Les critiques soulignent que les frappes aériennes ne suffisent pas à atteindre les objectifs politiques. L’histoire montre qu’il est difficile de sécuriser des stocks nucléaires dispersés dans un pays en guerre et que de telles opérations nécessitent une présence au sol. De plus, l’Agence internationale de l’énergie atomique et les services de renseignement américains ont confirmé qu’il n’y avait pas de preuve d’une reprise de l’enrichissement après les frappes de l’été 2025. La justification d’un « danger imminent » apparaît donc exagérée, renforçant l’idée que l’objectif réel est un changement de régime.

Conséquences économiques et sociales
Au‑delà du front militaire, l’opération a des répercussions immédiates sur l’économie mondiale. La hausse des prix de l’énergie se répercute sur l’inflation et le coût de la vie, en particulier en Europe où l’opinion publique redoute de payer plus de trois euros le litre de carburant. Les entreprises pétrolières et gazières sont sous pression pour sécuriser leurs approvisionnements, tandis que les pays importateurs s’inquiètent de nouvelles pénuries. Certains observateurs dénoncent une stratégie qui risque d’entraîner une récession mondiale et de fragiliser les économies déjà éprouvées par la pandémie et par l’instabilité financière.
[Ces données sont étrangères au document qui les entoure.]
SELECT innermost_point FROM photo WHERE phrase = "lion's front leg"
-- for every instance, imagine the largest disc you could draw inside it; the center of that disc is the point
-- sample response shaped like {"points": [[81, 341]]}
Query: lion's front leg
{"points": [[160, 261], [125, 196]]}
La perception populaire oscille entre inquiétude et cynisme. De nombreux internautes comparent cette confrontation à un jeu vidéo, ridiculisent la communication triomphaliste de Washington et craignent de voir les citoyens faire les frais de la flambée des prix du carburant. D’autres dénoncent le recours permanent à la force dans les relations internationales et s’interrogent sur l’efficacité d’une approche qui mêle sanctions, bombardements et appels au soulèvement sans proposer de solution politique crédible.

Vers quelle issue ?
L’administration américaine se trouve prise dans un étau stratégique. Une escalade visant à renverser le régime risquerait de plonger la région dans le chaos, tandis qu’une répétition des frappes sans engagement politique laisserait Téhéran revendiquer une nouvelle victoire. Pour sortir de l’impasse, certains analystes suggèrent de mettre en avant des objectifs politiques clairs : cessation complète de l’enrichissement, contrôle strict des missiles balistiques et fin du soutien aux milices régionales, conditionnés à l’instauration d’un gouvernement de transition prêt à réformer le pays. Cette stratégie supposerait toutefois un engagement diplomatique plus large, incluant les puissances régionales et la Chine, qui profite actuellement de l’affaiblissement américain pour renforcer ses liens avec Téhéran.

En l’état, la « stratégie périlleuse » de Donald Trump apparaît comme un pari risqué. Elle alimente l’instabilité au Moyen‑Orient, fragilise l’économie mondiale et renforce la rhétorique de survie du régime iranien. Sans un cadrage politique cohérent et sans partenariat international solide, les frappes répétées risquent de prolonger un conflit sans perspective de résolution durable.